Arap kaynaklarında Harput ve yöresi HİNZİT,Ermeni kaynaklarında ise HANDZİT olarak geçmektedir.Arap kaynaklarında İranlılar'ın zapt ettikleri ZIATA CASTELLUM denilen yerin Harput'tan başka bir yer olmadığı , ZİYATA kalesine Araplar'ın HISN-I ZİYAT dedikleri ,Ziyata'nın Ziyad'a benzetilmiş olduğu ve Castellumun'da Arapça kale manasına gelen HISN kelimesinin karşılığı olduğu muhakkakdır.
Harput bir zamanlar bu şekilde isimlendirilmiş ve Hısn-ı Ziyat ismi yakın asırlara kadar devam etmiştir.Bazı bilginler Hısn-ı Ziyat isminin yalnızca kaleye verildiği ,şehre ise HARTABIRT denildiği ve Arapça'ya bu şekilde ve bazende HATR-EL-BUYUT geçtiği ifade edilmektedir.
Harput'un Elazığ'a taşınmasıyla Elazığ'da oturan insanlar Harput'a yukarı şehir demeye başladılar.

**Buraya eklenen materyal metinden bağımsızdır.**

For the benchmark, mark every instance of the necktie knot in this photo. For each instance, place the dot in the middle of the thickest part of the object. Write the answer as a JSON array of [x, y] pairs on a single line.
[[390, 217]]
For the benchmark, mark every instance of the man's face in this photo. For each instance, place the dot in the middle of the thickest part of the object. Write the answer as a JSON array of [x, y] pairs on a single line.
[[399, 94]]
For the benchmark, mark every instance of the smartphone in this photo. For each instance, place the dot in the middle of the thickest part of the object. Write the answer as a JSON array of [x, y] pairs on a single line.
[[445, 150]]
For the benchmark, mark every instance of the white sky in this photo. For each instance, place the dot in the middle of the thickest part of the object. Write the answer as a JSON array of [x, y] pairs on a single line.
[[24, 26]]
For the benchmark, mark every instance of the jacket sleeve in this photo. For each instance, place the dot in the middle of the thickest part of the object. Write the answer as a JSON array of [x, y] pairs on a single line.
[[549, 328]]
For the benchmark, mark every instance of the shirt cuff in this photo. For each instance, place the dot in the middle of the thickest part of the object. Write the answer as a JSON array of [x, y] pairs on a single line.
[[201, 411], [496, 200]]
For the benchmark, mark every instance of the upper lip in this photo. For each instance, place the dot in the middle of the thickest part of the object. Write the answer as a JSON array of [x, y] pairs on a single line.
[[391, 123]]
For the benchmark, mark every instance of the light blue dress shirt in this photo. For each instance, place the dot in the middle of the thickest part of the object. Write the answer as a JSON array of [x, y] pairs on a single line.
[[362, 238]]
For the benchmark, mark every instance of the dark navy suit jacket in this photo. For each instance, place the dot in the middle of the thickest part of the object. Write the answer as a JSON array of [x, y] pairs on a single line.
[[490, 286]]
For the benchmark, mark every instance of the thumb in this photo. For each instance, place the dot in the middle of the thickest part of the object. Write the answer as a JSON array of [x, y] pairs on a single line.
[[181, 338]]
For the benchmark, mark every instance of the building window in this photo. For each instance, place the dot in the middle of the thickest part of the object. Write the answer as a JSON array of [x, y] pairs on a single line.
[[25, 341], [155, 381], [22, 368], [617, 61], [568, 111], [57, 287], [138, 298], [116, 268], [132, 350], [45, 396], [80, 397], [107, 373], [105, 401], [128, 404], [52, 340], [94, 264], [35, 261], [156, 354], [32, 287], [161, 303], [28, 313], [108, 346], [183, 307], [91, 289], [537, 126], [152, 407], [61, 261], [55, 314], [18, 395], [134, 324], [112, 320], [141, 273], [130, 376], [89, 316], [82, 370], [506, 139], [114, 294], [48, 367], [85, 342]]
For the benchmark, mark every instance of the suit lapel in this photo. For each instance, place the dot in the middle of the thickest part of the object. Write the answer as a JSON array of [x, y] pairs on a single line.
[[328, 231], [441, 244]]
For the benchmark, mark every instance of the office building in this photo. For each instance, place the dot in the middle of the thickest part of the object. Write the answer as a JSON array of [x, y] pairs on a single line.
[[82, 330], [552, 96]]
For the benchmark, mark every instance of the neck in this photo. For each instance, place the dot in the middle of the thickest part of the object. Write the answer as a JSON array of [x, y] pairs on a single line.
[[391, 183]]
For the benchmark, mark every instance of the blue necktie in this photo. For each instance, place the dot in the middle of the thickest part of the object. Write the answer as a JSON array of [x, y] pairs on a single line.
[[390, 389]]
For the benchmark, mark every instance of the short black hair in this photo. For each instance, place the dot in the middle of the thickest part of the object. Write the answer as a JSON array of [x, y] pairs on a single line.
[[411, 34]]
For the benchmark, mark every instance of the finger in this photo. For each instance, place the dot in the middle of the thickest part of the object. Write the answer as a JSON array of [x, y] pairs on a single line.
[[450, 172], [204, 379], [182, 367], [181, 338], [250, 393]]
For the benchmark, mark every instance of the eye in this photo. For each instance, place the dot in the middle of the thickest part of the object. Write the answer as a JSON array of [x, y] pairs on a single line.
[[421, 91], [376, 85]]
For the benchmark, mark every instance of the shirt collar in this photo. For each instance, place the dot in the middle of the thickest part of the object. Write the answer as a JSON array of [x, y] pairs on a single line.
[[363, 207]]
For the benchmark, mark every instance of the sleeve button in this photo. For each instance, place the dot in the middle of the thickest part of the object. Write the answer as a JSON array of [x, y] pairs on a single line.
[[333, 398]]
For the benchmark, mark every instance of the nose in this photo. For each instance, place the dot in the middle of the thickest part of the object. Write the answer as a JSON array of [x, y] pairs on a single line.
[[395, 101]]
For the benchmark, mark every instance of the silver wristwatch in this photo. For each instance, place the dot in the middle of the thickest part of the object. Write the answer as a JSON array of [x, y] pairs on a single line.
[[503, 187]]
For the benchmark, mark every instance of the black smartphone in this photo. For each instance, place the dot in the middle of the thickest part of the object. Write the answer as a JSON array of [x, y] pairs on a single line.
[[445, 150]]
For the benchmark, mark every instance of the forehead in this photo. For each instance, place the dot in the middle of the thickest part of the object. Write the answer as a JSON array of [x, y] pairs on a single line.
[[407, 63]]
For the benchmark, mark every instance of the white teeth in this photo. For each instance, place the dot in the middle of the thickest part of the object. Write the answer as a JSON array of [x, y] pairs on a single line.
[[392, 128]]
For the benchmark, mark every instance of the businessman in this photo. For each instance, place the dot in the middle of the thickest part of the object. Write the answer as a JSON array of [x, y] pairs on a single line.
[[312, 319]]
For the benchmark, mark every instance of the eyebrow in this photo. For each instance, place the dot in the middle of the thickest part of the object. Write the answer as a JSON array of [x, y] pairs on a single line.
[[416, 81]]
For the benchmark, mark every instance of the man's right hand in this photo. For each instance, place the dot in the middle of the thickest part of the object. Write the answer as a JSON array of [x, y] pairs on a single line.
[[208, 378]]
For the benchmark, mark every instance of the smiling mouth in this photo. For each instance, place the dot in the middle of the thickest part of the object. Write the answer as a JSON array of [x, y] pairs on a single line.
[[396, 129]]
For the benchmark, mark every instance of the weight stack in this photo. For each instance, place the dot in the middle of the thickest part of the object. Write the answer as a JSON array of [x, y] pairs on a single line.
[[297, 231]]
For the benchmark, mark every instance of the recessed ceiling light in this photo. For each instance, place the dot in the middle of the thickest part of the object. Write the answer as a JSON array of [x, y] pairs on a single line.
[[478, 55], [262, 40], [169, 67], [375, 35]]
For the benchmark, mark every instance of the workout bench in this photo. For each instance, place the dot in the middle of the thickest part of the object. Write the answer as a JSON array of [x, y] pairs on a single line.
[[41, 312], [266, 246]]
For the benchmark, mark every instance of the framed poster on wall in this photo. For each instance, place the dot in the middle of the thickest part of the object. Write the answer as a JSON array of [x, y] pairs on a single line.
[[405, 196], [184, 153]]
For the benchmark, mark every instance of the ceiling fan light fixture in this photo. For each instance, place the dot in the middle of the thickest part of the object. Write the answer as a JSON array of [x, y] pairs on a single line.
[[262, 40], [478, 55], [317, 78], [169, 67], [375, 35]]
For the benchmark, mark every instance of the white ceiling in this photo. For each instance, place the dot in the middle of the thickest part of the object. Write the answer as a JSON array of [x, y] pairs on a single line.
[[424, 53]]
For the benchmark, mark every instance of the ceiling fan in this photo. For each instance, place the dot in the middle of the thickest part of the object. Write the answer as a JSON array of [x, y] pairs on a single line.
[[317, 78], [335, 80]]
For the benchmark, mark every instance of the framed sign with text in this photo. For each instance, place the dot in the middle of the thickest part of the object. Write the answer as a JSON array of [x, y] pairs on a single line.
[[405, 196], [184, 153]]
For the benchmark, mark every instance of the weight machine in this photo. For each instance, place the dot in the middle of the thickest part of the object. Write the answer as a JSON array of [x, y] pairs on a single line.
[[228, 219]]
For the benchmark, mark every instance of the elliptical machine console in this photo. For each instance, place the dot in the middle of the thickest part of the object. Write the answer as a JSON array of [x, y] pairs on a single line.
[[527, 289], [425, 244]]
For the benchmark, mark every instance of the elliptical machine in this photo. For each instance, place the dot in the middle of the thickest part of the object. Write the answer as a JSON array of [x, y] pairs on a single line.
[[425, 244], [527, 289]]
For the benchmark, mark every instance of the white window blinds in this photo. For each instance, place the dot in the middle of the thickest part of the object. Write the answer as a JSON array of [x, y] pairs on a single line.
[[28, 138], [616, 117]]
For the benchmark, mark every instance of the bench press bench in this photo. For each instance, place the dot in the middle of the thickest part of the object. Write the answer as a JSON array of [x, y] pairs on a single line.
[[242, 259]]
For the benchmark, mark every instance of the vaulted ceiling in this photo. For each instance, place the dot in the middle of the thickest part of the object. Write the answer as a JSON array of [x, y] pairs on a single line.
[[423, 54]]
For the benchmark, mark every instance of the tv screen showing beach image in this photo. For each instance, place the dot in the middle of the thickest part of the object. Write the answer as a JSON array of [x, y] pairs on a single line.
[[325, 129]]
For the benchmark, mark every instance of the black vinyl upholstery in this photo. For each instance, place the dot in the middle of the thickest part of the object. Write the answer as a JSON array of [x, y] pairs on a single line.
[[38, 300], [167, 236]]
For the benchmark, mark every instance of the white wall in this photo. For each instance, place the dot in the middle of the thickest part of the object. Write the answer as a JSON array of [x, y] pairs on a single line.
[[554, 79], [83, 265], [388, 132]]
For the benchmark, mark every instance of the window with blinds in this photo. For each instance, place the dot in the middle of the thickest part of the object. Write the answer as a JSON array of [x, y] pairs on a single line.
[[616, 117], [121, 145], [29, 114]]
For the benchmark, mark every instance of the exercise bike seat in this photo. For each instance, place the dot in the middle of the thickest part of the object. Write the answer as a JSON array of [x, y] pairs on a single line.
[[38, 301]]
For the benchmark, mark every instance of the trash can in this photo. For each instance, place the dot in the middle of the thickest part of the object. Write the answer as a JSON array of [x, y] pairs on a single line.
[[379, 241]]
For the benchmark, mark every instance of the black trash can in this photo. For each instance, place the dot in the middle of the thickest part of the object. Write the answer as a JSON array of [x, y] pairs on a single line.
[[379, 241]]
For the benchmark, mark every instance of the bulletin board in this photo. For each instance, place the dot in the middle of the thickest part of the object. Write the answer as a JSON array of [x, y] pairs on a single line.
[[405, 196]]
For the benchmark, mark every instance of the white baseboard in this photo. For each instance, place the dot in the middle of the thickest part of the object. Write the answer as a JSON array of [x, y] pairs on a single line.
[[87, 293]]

Elazığ'ın Osmanlı Dönemindeki ilk adı Mezradır.Elazığ'ın Sultan Abdulaziz zamanında bayındırlaştığı ve buraya MAMURET'ÜL AZİZ yani Aziz'in yaptırdığı kent adı verilmektedir.Sonraları halkın ağzında daha kolay söylenebildiği için ELAZİZ olarak kullanılmıştır.17 Kasım 1937 'de ELAZİZ'e gelen Atatürk ,şehrin adının ELAZIK olmasını istemiş; Atatürk'ün önerisi ve bakanlar kurulu karari ile Elaziz,Elazık olarak değiştirilmiştir.Azık diyarı anlamına gelen bu kelime , söyleniş zorluğu nedeniyle 10 Aralık 1937 'de bir bakanlar kurulu kararı ile bugünkü söyleniş şekliyle kabul edilmiştir.